Out of 64 studies, 20 (31%) performed sentiment analysis to gauge the positive, negative, or neutral sentiment of individuals toward health behaviors (eg, e-cigarettes, hookah, drug abuse, vaping, and JUUL) [40,41, 43, 51,59,63, 66-68,79,80,83, 85, 86,91, 93-96,103]. Some techniques used for performing sentiment analysis included SentiWordNet 3.0 [59]; the SentiWords (sentiment words) lexicon [85]; Sentiment140 [96]; maximum entropy text classifier [79,94,95]; Mathematica 10.3 (Wolfram) [93]; SVM trained on SemEval (semantic evaluation), ISEAR (International Survey on Emotion Antecedents and Reactions) emotion data sets, and on an emotion-tagged tweet corpus [51]; and various supervised ML algorithms [40,41,43,63,66,67,80,86,91]. One study calculated sentiment scores from the Liu and Hu opinion lexicon dictionary [68], one study used National Resource Council Hashtag Sentiment Lexicons to measure the positive sentiment associated with a tweet [83], and three studies used VADER (Valence Aware Dictionary and sEntiment Reasoning), which is a lexicon and rule-based sentiment analysis tool [51,80,103].

Model Evaluation and Metrics

To evaluate the performance of the classification models, several studies divided their data sets into training and test sets, performed n-fold cross-validations, and calculated metrics such as accuracy, precision, recall, F1 score, specificity, the Matthew correlation coefficient, and area under the receiver operating characteristics (AUROC) curve. We compiled our Results section using the F1 scores reported by various studies. If any study did not report their F1 scores, we listed the metrics they reported in their study. Most of the studies reported the F1 scores for classification tasks [40,41,43-46,48, 51, 54,55,59, 60,66-70, 72-74,80, 81,84, 87, 88,91,92, 94,95,102,103], and they ranged from 0.42 to 0.99 across various studies. Cross-validation was performed using various folds: 4-fold [59], 5-fold [67,80,82,92], 6-fold [73], and 10-fold [40, 44-46,54, 58, 60,63, 66, 68,74, 75, 81,86, 88, 91,102,103] cross-validation.
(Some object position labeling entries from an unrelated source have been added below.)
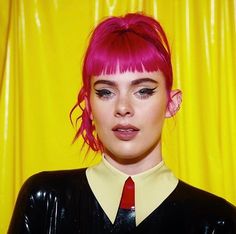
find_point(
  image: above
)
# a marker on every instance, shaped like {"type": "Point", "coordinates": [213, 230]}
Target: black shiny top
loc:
{"type": "Point", "coordinates": [62, 202]}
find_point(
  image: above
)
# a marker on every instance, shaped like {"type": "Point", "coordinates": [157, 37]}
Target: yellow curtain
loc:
{"type": "Point", "coordinates": [41, 49]}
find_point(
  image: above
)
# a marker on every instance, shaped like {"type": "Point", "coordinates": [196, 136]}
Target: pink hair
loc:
{"type": "Point", "coordinates": [135, 42]}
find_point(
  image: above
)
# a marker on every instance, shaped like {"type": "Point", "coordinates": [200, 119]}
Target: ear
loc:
{"type": "Point", "coordinates": [174, 103]}
{"type": "Point", "coordinates": [88, 108]}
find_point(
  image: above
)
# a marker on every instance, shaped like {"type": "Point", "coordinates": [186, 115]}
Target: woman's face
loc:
{"type": "Point", "coordinates": [128, 110]}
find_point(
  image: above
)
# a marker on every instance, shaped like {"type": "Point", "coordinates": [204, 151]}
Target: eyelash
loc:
{"type": "Point", "coordinates": [103, 93]}
{"type": "Point", "coordinates": [142, 93]}
{"type": "Point", "coordinates": [146, 92]}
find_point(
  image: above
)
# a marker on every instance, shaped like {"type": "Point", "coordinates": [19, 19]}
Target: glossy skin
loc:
{"type": "Point", "coordinates": [128, 110]}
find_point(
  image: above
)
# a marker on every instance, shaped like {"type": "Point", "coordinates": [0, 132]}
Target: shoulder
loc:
{"type": "Point", "coordinates": [54, 182]}
{"type": "Point", "coordinates": [199, 204]}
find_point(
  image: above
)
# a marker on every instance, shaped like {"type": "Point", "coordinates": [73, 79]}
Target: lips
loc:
{"type": "Point", "coordinates": [125, 132]}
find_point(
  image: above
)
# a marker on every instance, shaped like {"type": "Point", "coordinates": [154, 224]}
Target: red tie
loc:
{"type": "Point", "coordinates": [127, 199]}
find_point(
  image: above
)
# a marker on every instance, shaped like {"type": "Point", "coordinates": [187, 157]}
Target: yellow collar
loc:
{"type": "Point", "coordinates": [152, 187]}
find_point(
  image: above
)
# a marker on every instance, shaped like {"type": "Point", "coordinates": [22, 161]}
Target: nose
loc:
{"type": "Point", "coordinates": [124, 107]}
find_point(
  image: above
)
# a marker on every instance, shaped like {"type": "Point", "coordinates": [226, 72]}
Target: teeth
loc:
{"type": "Point", "coordinates": [125, 130]}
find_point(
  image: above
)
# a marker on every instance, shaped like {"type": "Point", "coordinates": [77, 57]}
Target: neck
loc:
{"type": "Point", "coordinates": [133, 167]}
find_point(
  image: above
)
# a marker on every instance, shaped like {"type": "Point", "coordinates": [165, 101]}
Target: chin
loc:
{"type": "Point", "coordinates": [125, 156]}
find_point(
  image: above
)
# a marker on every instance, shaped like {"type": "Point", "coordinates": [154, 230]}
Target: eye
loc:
{"type": "Point", "coordinates": [145, 92]}
{"type": "Point", "coordinates": [104, 93]}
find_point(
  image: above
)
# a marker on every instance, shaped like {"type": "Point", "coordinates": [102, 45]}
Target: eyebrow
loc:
{"type": "Point", "coordinates": [134, 82]}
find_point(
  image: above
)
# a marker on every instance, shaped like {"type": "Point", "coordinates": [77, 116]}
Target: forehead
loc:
{"type": "Point", "coordinates": [129, 77]}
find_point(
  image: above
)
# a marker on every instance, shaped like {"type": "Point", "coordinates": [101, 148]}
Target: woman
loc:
{"type": "Point", "coordinates": [127, 90]}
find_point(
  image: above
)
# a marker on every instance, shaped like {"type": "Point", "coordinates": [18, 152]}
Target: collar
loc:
{"type": "Point", "coordinates": [152, 187]}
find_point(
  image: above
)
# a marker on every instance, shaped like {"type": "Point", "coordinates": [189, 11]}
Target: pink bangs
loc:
{"type": "Point", "coordinates": [134, 42]}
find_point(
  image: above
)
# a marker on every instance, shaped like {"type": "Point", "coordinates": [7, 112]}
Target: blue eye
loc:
{"type": "Point", "coordinates": [103, 93]}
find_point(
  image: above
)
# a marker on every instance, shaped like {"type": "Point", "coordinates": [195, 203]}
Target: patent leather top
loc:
{"type": "Point", "coordinates": [62, 202]}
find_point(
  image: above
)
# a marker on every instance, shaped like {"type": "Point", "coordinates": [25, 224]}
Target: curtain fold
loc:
{"type": "Point", "coordinates": [41, 49]}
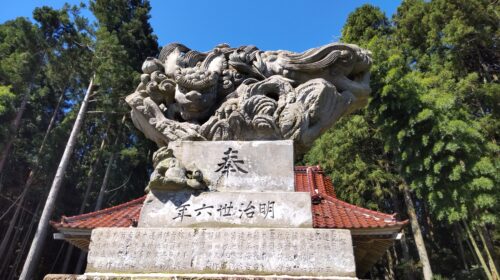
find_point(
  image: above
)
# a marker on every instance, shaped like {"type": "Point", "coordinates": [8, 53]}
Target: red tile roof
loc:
{"type": "Point", "coordinates": [328, 211]}
{"type": "Point", "coordinates": [123, 215]}
{"type": "Point", "coordinates": [331, 212]}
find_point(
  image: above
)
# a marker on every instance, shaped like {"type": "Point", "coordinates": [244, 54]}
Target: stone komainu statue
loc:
{"type": "Point", "coordinates": [248, 94]}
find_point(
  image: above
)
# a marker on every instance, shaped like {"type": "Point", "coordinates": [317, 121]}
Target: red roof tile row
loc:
{"type": "Point", "coordinates": [328, 211]}
{"type": "Point", "coordinates": [331, 212]}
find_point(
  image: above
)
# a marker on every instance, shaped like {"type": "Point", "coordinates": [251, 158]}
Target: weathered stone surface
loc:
{"type": "Point", "coordinates": [248, 94]}
{"type": "Point", "coordinates": [257, 251]}
{"type": "Point", "coordinates": [164, 276]}
{"type": "Point", "coordinates": [226, 209]}
{"type": "Point", "coordinates": [239, 165]}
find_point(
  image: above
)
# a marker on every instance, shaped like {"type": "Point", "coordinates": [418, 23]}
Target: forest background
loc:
{"type": "Point", "coordinates": [426, 146]}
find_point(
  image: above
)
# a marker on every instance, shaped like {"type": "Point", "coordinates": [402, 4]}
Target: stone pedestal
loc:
{"type": "Point", "coordinates": [227, 209]}
{"type": "Point", "coordinates": [254, 251]}
{"type": "Point", "coordinates": [250, 224]}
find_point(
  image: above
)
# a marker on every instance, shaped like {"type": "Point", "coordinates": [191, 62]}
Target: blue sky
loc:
{"type": "Point", "coordinates": [294, 25]}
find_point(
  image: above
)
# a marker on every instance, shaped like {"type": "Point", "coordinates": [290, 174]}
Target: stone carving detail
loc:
{"type": "Point", "coordinates": [248, 94]}
{"type": "Point", "coordinates": [169, 174]}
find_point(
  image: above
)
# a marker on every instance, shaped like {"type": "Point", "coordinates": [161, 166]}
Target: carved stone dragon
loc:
{"type": "Point", "coordinates": [248, 94]}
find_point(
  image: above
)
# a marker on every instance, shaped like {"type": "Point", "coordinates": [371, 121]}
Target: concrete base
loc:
{"type": "Point", "coordinates": [247, 251]}
{"type": "Point", "coordinates": [163, 276]}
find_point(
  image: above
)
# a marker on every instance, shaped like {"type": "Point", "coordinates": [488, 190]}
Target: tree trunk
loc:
{"type": "Point", "coordinates": [42, 229]}
{"type": "Point", "coordinates": [27, 238]}
{"type": "Point", "coordinates": [403, 241]}
{"type": "Point", "coordinates": [90, 181]}
{"type": "Point", "coordinates": [31, 176]}
{"type": "Point", "coordinates": [105, 180]}
{"type": "Point", "coordinates": [458, 237]}
{"type": "Point", "coordinates": [488, 248]}
{"type": "Point", "coordinates": [7, 258]}
{"type": "Point", "coordinates": [79, 264]}
{"type": "Point", "coordinates": [478, 252]}
{"type": "Point", "coordinates": [417, 234]}
{"type": "Point", "coordinates": [7, 237]}
{"type": "Point", "coordinates": [14, 127]}
{"type": "Point", "coordinates": [390, 265]}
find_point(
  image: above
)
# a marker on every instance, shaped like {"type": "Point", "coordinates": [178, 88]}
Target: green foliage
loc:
{"type": "Point", "coordinates": [432, 121]}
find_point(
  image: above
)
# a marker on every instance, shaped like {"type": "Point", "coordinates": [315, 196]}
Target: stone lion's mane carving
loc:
{"type": "Point", "coordinates": [248, 94]}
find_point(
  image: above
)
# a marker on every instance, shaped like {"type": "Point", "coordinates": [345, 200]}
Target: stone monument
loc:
{"type": "Point", "coordinates": [221, 202]}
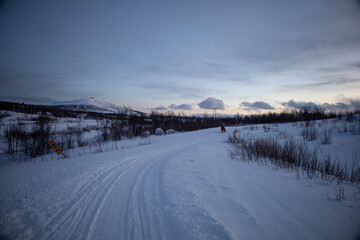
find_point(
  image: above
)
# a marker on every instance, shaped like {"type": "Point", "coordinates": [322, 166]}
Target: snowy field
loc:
{"type": "Point", "coordinates": [179, 186]}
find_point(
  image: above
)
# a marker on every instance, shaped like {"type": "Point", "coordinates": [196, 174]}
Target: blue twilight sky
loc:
{"type": "Point", "coordinates": [251, 55]}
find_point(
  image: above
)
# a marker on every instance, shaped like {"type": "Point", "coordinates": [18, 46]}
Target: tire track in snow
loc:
{"type": "Point", "coordinates": [84, 197]}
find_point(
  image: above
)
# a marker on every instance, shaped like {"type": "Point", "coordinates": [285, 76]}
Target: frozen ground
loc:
{"type": "Point", "coordinates": [181, 186]}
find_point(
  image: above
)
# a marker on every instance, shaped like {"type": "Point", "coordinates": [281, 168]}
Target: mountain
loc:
{"type": "Point", "coordinates": [90, 105]}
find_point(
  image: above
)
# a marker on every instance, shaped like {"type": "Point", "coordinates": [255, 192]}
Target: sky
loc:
{"type": "Point", "coordinates": [244, 56]}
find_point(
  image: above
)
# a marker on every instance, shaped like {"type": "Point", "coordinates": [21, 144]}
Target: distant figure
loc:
{"type": "Point", "coordinates": [223, 129]}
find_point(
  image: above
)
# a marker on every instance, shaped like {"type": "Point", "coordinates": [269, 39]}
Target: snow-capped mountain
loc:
{"type": "Point", "coordinates": [90, 105]}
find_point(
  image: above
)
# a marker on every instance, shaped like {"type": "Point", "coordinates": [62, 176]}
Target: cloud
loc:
{"type": "Point", "coordinates": [299, 105]}
{"type": "Point", "coordinates": [161, 108]}
{"type": "Point", "coordinates": [256, 105]}
{"type": "Point", "coordinates": [348, 104]}
{"type": "Point", "coordinates": [212, 103]}
{"type": "Point", "coordinates": [181, 107]}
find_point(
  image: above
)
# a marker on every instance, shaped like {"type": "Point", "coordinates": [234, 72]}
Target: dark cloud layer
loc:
{"type": "Point", "coordinates": [258, 105]}
{"type": "Point", "coordinates": [181, 106]}
{"type": "Point", "coordinates": [348, 104]}
{"type": "Point", "coordinates": [212, 103]}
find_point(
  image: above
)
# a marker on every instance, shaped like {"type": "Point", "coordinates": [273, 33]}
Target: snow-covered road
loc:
{"type": "Point", "coordinates": [182, 186]}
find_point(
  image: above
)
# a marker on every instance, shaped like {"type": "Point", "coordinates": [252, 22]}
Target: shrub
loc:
{"type": "Point", "coordinates": [293, 155]}
{"type": "Point", "coordinates": [309, 133]}
{"type": "Point", "coordinates": [159, 131]}
{"type": "Point", "coordinates": [325, 136]}
{"type": "Point", "coordinates": [170, 131]}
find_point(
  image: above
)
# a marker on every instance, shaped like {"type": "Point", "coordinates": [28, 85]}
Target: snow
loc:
{"type": "Point", "coordinates": [179, 186]}
{"type": "Point", "coordinates": [91, 104]}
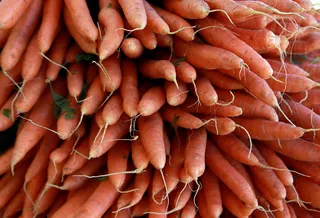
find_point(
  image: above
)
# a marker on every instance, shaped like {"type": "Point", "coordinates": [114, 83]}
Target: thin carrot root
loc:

Three studies reported only the accuracy values for evaluating the classifier performance [52,63,100]. One study reported only the precision of the information retrieval system [56], while two studies reported only the values obtained from AUROC curves [58,82]. One study evaluated the quality of themes identified using two approaches: supervised evaluation, by manually annotating tweets for each theme and calculating the average false-positive rate, and unsupervised evaluation, by calculating cluster purity that quantifies how coherent the theme is [78].

Quantitative Modeling Using Social Network Analysis

Out of 64 studies, 9 (13%) performed social network analysis [42,48,50,53,64,65,86,91,103]:

  1. One study generated network graphs to visualize presence and co-occurrence of e-cigarette topics across different subreddits [42].

  2. One study created network graphs to understand the reach of a campaign targeted to educate young individuals about harmful effects of smoking [48].

  3. One study identified topics of e-cigarette–related conversations by creating a Twitter hashtag co-occurrence network [50].

  4. One study analyzed structural differences in social networks of smokers and nonsmokers by analyzing the relationship of network metrics with smoking status of individuals [53].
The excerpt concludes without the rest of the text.